Things I've tried and work:

glxgears

Extreme Tux Racer

OpenArena

Things I've tried and don't work:

Star Wars JKII: Jedi Outcast (runs, rendering issues, can try to post screenshot if pointed in the direction how to. May be an issue with the port though since this machine is known to be able to play the game on Windows and it uses a similar engine to OpenArena)

Xonotic (doesn't launch, see output at the end)

eduke32 with duke3d-demodata (launches, sound effects in menu play but only black screen is shown, both with OGL and software rendering)

This got me wondering whether I have the driver set up properly.

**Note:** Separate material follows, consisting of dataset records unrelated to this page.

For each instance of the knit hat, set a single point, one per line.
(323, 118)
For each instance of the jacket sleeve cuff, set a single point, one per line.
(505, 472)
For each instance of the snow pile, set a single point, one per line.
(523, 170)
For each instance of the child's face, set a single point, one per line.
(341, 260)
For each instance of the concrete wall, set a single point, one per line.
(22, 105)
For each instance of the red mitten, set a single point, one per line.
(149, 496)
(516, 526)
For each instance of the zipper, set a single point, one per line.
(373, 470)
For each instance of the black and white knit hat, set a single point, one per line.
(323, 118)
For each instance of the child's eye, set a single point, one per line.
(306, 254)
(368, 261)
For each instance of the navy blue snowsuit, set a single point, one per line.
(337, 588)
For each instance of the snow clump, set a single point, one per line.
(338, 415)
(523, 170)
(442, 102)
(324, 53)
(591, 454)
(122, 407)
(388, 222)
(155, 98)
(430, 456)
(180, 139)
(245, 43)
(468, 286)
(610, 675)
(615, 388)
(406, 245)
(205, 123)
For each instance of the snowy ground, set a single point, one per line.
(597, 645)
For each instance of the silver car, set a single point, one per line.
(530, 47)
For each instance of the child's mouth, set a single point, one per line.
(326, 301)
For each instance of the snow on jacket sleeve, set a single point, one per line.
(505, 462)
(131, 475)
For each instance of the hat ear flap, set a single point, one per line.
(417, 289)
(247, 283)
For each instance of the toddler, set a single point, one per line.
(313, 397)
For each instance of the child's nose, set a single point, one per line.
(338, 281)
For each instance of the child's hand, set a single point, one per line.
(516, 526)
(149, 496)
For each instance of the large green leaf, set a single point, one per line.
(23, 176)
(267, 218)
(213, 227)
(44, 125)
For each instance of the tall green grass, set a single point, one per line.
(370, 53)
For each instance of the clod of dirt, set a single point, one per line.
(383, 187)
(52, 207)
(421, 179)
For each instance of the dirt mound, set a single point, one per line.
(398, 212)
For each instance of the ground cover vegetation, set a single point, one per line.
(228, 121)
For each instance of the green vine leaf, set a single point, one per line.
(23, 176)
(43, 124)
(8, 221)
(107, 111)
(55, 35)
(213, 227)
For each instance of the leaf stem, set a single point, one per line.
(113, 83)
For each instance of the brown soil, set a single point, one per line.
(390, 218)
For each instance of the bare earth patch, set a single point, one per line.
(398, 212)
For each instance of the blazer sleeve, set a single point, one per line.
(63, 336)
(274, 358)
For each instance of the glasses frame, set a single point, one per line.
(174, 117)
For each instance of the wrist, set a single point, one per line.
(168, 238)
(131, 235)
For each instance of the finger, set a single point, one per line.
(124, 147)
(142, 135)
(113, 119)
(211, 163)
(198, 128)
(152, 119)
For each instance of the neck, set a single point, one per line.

The wiki is, quite frankly, unclear on what exactly is currently supported by what and what is deprecated. Can I use the "modesetting" driver in xorg.conf with it only being the default for Gen 4 and beyond or is it only an option for Gen 4+? How can I tell which driver I'm using? Does mesa provide a graphics driver? Is the graphics driver part of xorg-drivers  or is it just a meta-package? Which driver is recommended? So many questions!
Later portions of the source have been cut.